To study the correlation between X-ray plain radiographic parameters obtained from the supine position and those obtained from the standing position in ADS patients.

Medical records and radiological information were obtained from ADS patients prospectively. Posteroanterior X-ray views of the spine were taken in both standing and supine positions simultaneously in the same ADS patients to record information about the position of the apical and end vertebrae in the coronal position and measure Cobb angle and rotation degree of the apical vertebra. Correlation and linear regression were used to analyze the correlation between the Cobb angle and the rotation degree of the apical vertebra on the X-ray plain radiographs obtained from the standing and supine positions.

Of 94 ADS patients who met the inclusion criteria, 14 (15%) patients were male and 80 (85%) patients were female who ranged in age from 41 to 92 years with a mean of 67 years. The mean Cobb angle on the supine X-ray radiographs was 21 ± 10° versus 26 ± 12° on the standing X-ray radiographs, the difference being statistically significant (P < 0.01). The rotation angle of the apical vertebra in the supine and standing positions was 1.8 ± 0.7 and 1.9 ± 0.7, respectively, the difference being statistically significant (P < 0.05). Correlation analysis showed a strong correlation in Cobb angle between the supine and standing X-ray plain radiographs (r = 0.92, P < 0.01). The correlation coefficient of the rotation of the apical vertebra was rho = 0.81 (P < 0.01). The equation of predicting the standing Cobb angle from the supine position as shown by the linear regression analysis is as follows: standing Cobb angle = 1.15 × supine Cobb angle + 1.53 (R2 = 0.838). There was no significant difference between supine Cobb angle +5° and standing Cobb angle (P = 0.413).

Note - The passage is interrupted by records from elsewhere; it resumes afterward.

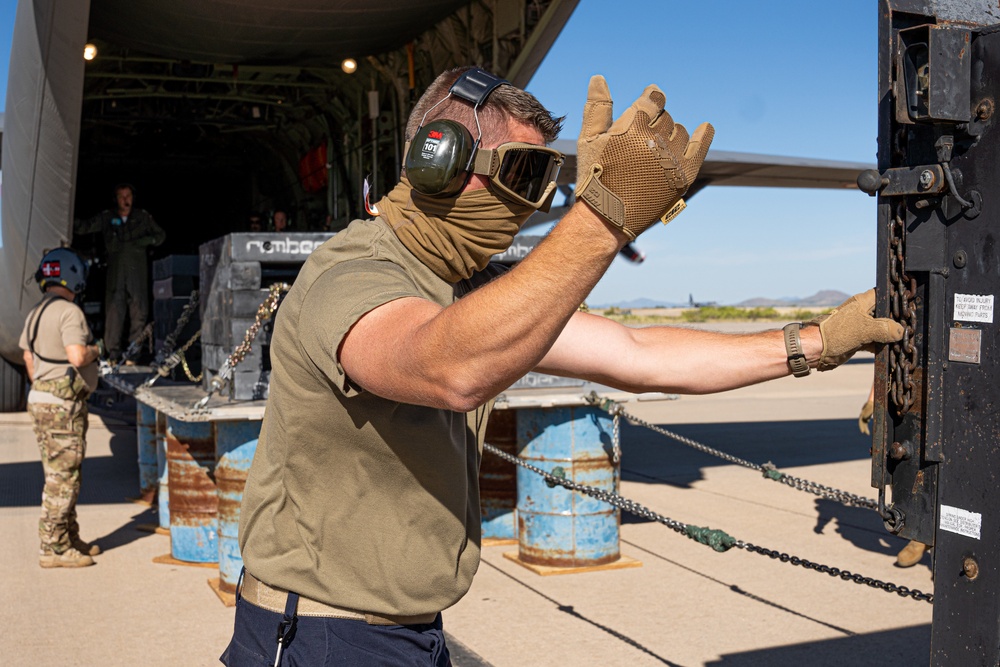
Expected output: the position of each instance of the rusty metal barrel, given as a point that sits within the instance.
(558, 527)
(162, 472)
(231, 476)
(145, 426)
(498, 479)
(194, 503)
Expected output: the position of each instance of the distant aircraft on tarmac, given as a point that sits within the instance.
(700, 304)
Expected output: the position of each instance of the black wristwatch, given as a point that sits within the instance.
(793, 347)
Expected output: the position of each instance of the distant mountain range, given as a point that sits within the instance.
(821, 299)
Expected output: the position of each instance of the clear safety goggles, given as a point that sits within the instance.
(525, 173)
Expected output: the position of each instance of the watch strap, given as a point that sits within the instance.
(793, 348)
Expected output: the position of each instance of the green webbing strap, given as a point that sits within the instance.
(717, 539)
(771, 472)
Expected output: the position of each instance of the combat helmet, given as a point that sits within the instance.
(63, 267)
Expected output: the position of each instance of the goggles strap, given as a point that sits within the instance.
(485, 162)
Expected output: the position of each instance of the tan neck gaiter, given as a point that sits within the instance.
(456, 236)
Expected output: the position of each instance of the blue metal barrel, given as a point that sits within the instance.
(145, 425)
(231, 476)
(194, 503)
(558, 527)
(498, 479)
(163, 495)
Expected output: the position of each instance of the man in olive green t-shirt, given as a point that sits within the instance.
(361, 510)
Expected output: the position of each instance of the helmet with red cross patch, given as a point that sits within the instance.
(63, 267)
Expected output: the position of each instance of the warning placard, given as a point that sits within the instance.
(974, 307)
(960, 521)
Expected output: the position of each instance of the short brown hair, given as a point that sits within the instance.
(506, 103)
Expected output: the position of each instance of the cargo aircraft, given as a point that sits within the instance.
(216, 109)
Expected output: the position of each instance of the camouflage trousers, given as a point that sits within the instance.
(61, 431)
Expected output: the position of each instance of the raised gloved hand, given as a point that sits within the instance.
(635, 171)
(867, 410)
(850, 327)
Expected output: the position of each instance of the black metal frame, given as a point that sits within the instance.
(939, 69)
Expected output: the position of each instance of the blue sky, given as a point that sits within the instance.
(782, 77)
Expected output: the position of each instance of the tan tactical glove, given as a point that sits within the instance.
(867, 410)
(851, 327)
(635, 171)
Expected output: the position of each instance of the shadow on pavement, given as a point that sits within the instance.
(104, 479)
(568, 609)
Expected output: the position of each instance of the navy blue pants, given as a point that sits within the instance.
(332, 641)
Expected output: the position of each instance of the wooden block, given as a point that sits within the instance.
(167, 559)
(547, 570)
(498, 542)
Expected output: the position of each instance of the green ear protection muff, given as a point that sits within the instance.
(437, 163)
(441, 155)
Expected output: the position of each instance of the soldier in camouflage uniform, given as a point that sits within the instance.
(61, 359)
(127, 233)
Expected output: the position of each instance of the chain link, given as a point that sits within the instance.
(768, 470)
(171, 341)
(846, 575)
(699, 534)
(136, 345)
(902, 291)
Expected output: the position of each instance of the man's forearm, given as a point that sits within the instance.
(671, 359)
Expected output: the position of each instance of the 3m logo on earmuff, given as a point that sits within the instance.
(431, 144)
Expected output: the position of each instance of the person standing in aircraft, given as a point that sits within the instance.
(60, 356)
(360, 520)
(128, 233)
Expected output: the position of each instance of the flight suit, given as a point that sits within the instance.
(126, 242)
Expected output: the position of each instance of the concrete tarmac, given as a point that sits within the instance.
(686, 604)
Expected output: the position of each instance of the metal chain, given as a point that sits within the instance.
(136, 345)
(768, 470)
(265, 311)
(616, 446)
(902, 290)
(714, 538)
(846, 575)
(187, 370)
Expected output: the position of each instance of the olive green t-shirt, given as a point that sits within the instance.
(61, 324)
(352, 499)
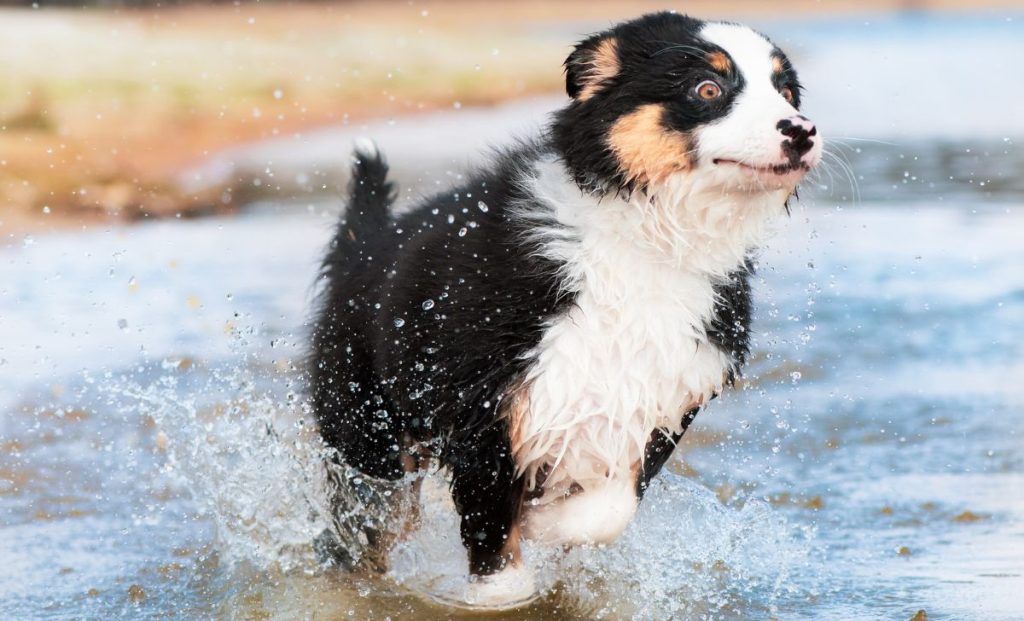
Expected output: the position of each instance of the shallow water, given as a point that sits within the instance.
(156, 457)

The posteroanterior X-ray plain radiograph of the spine can provide information similar to that obtained from the standing coronary position in ADS patients, including the position of the apical and end vertebrae. There was a strong correlation between the Cobb angle and the degree of rotation of the apical vertebra on the X-ray radiographs obtained from the supine and standing positions, indicating that the supine Cobb angle can be used to predict the Cobb angle on the standing X-ray radiograph. The supine X-ray radiograph can replace the standing posteroanterior radiograph in terms of the coronal parameters.